Interviewer (Chance)
Ok, excellent. Merci en tout cas, Victor, pour toutes ces informations. Je vois que, désolé, il est déjà... C'est passé vite. Il y a une minute, on peut faire une petite conclusion. Désolé, t'avais une autre question. Est-ce que, Victoria, t'accepterais que si jamais d'autres personnes ont d'autres questions qui peut-être t'ajoutent sur LinkedIn, si ça te convient ? Oui, carrément.
Victoria Defond (Responsable de comptes dans une start-up)
Pas de souci. Je ne suis pas hyper réactive sur LinkedIn, donc je préfère prévenir. Peut-être que je répondrai pas rapidement, mais je me connecte de temps en temps, donc je répondrai à ce moment-là sans problème.
Interviewer (Chance)
Super. Un grand merci déjà pour ces 30 finis qui se passent avec beaucoup, beaucoup trop vite. Avec plaisir. Mais merci en tout cas pour toutes ces informations. Je trouve que c'était très instructif. On a appris beaucoup de choses. C'était canon. Donc un grand merci pour tout ça, Victoria.
Victoria Defond (Responsable de comptes dans une start-up)
Avec plaisir.
Interviewer (Chance)
Très bien. Et comme je l'ai dit aussi au début, du coup, je pense que nous aussi, on propose des solutions de recrutement et qui ne se passe pas sur vos hard skills, mais plutôt sur les soft skills, c'est sur qui vous êtes vraiment. Donc, je vais tout de suite vous mettre ici le lien, hop là. Pour y accéder et vous vous inscrivez, ça prend quelques minutes et puis on vous envoie du coup des offres qui sont aussi belles, qui vous correspondent. Et si aussi vous voulez faire partie de la belle communauté Chance, on est vraiment là pour s'entraider les uns les autres comme vient de le faire Victoria et encore merci. Donner un peu de temps, on est derrière d'autres personnes qui auraient peut-être besoin d'aide, se reconnaître mieux votre métier à vous. Ou si vous recherchez de l'aide concernant un métier comme un compte manager, hésitez pas à vous inscrire sur le lien que je viens de vous envoyer également. C'est vraiment une énorme communauté, c'est complètement gratuit et vraiment, il y a beaucoup d'entraide au quotidien. Donc n'hésitez pas à nous rejoindre. Et puis voilà, bah écoutez, encore merci Victoria, je sais que je t'ai remercié douze fois.

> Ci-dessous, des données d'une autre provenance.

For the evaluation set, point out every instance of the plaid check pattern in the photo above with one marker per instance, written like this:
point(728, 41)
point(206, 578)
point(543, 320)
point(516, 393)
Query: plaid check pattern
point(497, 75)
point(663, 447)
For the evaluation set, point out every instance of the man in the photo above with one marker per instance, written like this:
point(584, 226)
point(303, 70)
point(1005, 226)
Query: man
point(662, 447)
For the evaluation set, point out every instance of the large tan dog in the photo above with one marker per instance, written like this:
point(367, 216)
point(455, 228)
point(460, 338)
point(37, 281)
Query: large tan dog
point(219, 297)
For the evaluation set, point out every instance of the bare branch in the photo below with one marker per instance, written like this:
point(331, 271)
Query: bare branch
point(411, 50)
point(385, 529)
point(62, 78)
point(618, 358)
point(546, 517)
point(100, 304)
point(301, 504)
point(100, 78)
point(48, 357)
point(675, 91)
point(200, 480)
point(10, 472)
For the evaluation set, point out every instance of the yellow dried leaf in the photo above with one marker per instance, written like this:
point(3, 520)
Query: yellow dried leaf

Victoria Defond (Responsable de comptes dans une start-up)
Avec plaisir, ouais, mais ça fait plaisir. Merci beaucoup, non ? C'était vraiment cool d'échanger avec toi et puis bah avec tous les internautes. Très sympa.
Interviewer (Chance)
Tout le monde te remercie. Donc encore un peu à la suite. C'était cool. Bonne journée. Bonne journée à tous.
Victoria Defond (Responsable de comptes dans une start-up)
Bonne journée. Bonne journée.
Interviewer (Chance)
Bonne journée à tous. Et puis à très vite. Merci.